The orgy of violence which rocked Harare, Chitungwiza and Bulawayo among other centres this week was meant to put a damper on revamping the economy. The MDC and its surrogates of Non Governmental Organisations (NGOs) and Civil Society Organisations (CSOs) together with the labour body, the Zimbabwe Congress of Trade Unions (ZCTU) were determined to bring anarchy in the country.

Instead of solving the issues surrounding the reviving of the country’s economy, the MDC and the ZCTU chose to go on a nationwide shutdown thereby grinding any economic activity to a halt. They urged all workers to down their tools starting on Monday and that they should stay at home. However, there was a sad development as the so called peaceful shutdown turned violent with looting of TM and Choppies supermarkets as well as tuck shops.

Burning and looting became the order of the day until security forces stepped in to stop the mayhem.

The ZCTU was demanding that workers should be paid their salaries in US dollars. All people will agree that it is not possible at this time to do that. At the moment Government is seized with accessing foreign currency to purchase fuel, electricity and medical drugs among other essential goods and services. Therefore, it should be noted that all the foreign currency collected through taxes cannot be channelled to salaries, but to the essential items above.

The country has been facing a cash crisis since April 2015 and taking to the streets does not solve the matters at hand. Instead, people should rally behind the Minister of Finance and Economic Development, Professor Mthuli Ncube’s proposal to re-introduce the local currency within twelve months. This is a positive move which needs to be supported by all Zimbabweans. The new currency will allow the Reserve Bank of Zimbabwe to work on money supply and provision of foreign currency to critical sectors of the economy as well as rebuilding nostro accounts balances to allow trade to take place. The South African Minister of Finance, Tito Mboweni has thrown his weight and, by implication, that of his country behind Prof Ncube’s efforts. This is a very important regional seal of approval.

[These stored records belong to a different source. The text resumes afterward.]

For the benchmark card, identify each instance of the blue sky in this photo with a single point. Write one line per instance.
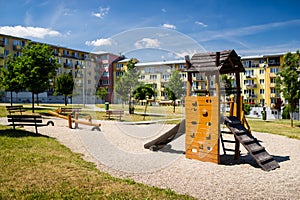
(250, 27)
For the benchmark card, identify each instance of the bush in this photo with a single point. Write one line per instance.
(286, 112)
(247, 109)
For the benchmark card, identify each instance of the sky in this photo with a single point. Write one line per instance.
(157, 28)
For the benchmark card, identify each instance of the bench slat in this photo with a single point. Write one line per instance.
(25, 120)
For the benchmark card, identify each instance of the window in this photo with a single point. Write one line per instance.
(262, 91)
(181, 66)
(273, 91)
(274, 70)
(6, 52)
(273, 80)
(119, 74)
(153, 77)
(262, 81)
(5, 40)
(105, 82)
(183, 76)
(249, 72)
(261, 71)
(119, 66)
(166, 77)
(105, 74)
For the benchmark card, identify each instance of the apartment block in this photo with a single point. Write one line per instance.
(90, 70)
(156, 74)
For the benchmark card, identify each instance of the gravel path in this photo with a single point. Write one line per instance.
(118, 150)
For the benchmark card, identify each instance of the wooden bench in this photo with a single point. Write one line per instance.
(116, 113)
(67, 111)
(27, 120)
(14, 109)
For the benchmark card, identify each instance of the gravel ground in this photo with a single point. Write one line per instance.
(118, 150)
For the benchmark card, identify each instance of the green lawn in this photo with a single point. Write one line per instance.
(37, 167)
(278, 127)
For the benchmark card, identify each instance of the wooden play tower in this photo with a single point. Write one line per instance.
(205, 105)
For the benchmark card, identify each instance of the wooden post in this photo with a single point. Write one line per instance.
(238, 111)
(70, 120)
(189, 76)
(76, 117)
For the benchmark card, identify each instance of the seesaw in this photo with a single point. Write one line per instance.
(76, 121)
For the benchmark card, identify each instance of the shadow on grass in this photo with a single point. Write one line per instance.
(247, 159)
(19, 133)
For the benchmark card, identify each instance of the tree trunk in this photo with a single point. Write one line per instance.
(11, 98)
(66, 100)
(37, 99)
(292, 118)
(145, 109)
(32, 108)
(174, 105)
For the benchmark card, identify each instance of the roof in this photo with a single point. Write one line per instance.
(160, 63)
(226, 61)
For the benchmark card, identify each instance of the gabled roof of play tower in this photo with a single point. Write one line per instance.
(226, 61)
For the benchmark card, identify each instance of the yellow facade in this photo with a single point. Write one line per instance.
(258, 82)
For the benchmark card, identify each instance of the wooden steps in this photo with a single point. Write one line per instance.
(251, 144)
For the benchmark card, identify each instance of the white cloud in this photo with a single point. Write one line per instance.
(201, 24)
(171, 26)
(102, 12)
(100, 42)
(28, 31)
(147, 43)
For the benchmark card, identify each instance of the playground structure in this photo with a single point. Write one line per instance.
(75, 120)
(205, 109)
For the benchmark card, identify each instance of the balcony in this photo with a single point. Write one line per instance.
(251, 86)
(68, 65)
(17, 47)
(250, 96)
(250, 76)
(274, 95)
(273, 75)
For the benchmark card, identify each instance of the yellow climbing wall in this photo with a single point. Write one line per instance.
(202, 128)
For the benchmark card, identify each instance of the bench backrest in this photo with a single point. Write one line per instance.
(115, 111)
(25, 118)
(12, 109)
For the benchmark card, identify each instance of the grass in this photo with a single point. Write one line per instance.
(278, 127)
(37, 167)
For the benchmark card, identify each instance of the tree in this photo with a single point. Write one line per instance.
(128, 82)
(36, 66)
(175, 88)
(101, 92)
(288, 81)
(65, 85)
(144, 92)
(9, 79)
(228, 82)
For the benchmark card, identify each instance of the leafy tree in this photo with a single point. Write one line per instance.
(65, 85)
(101, 92)
(288, 81)
(9, 79)
(144, 92)
(128, 82)
(36, 66)
(228, 82)
(175, 88)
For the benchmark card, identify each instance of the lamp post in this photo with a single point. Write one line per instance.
(298, 71)
(83, 87)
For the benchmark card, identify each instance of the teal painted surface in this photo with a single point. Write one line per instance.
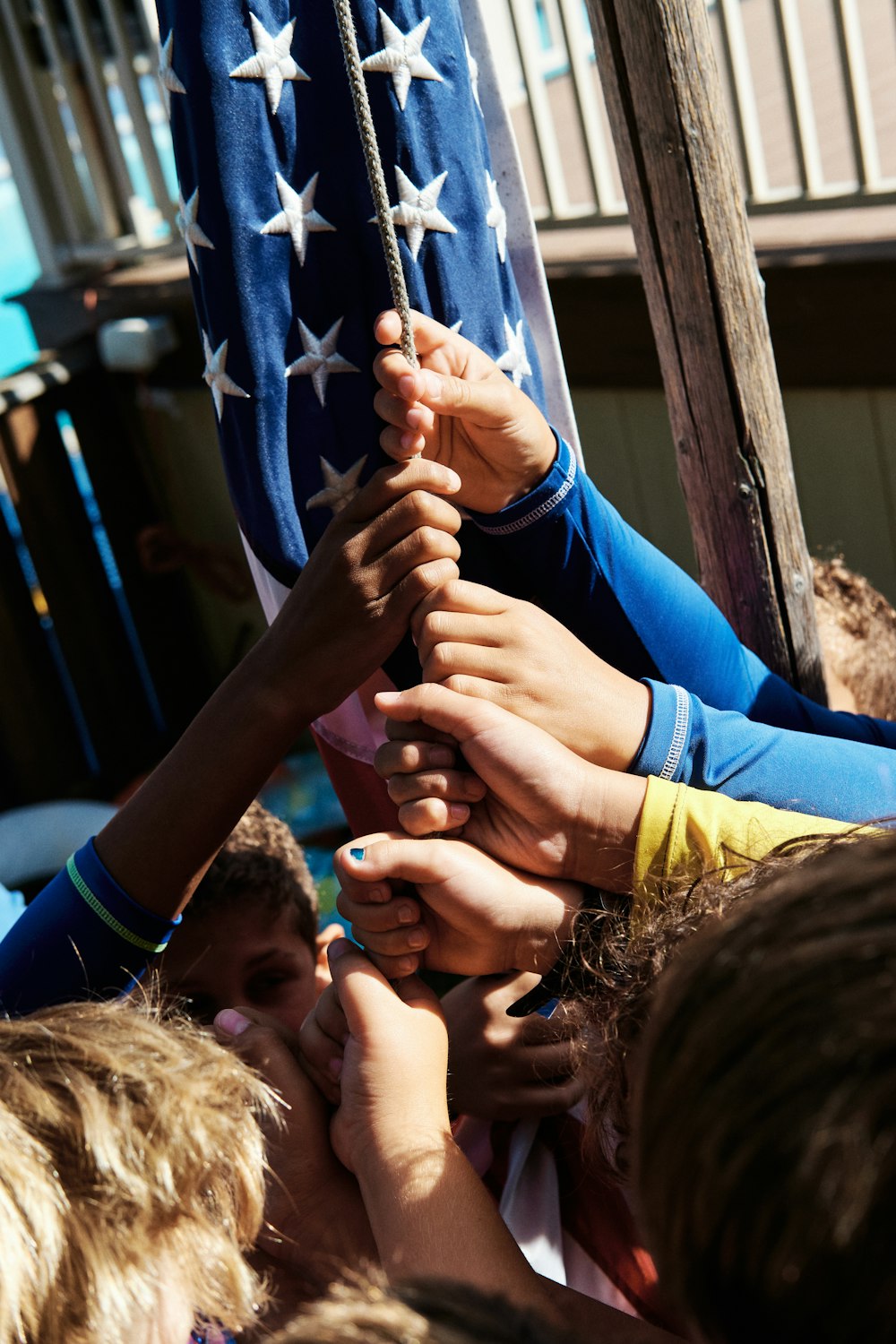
(18, 269)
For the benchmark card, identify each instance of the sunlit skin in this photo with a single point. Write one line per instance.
(246, 957)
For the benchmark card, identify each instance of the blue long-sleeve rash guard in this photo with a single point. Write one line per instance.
(81, 937)
(567, 548)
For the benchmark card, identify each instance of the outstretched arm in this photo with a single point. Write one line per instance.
(559, 543)
(101, 919)
(429, 1211)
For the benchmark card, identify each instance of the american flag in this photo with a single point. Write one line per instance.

As a nation, the way forward would be to put our ideas together and support Government efforts in attracting investors. Calling for violence and vandalism of infrastructure is not in the interests of the nation therefore, it should be discarded.

President Emmerson Mnangagwa’s trip to Russia and other countries will go a long way in attracting potential investors in the fields of agriculture and mining given that they are the pillars of Zimbabwe’s economy. The trip will bring fruitful deals which will see the country becoming food sufficient again and exporting value added tobacco and a number of minerals.

Strong economic policies like the Transitional Stabilisation Programme (STP) will go a long way in facilitating the country’s attainment of Vision 2030 by transforming the society to an upper middle income by 2030. The World Bank also projected that the Zimbabwean economy will grow by 3.7 percent in 2019, which is a positive outlook.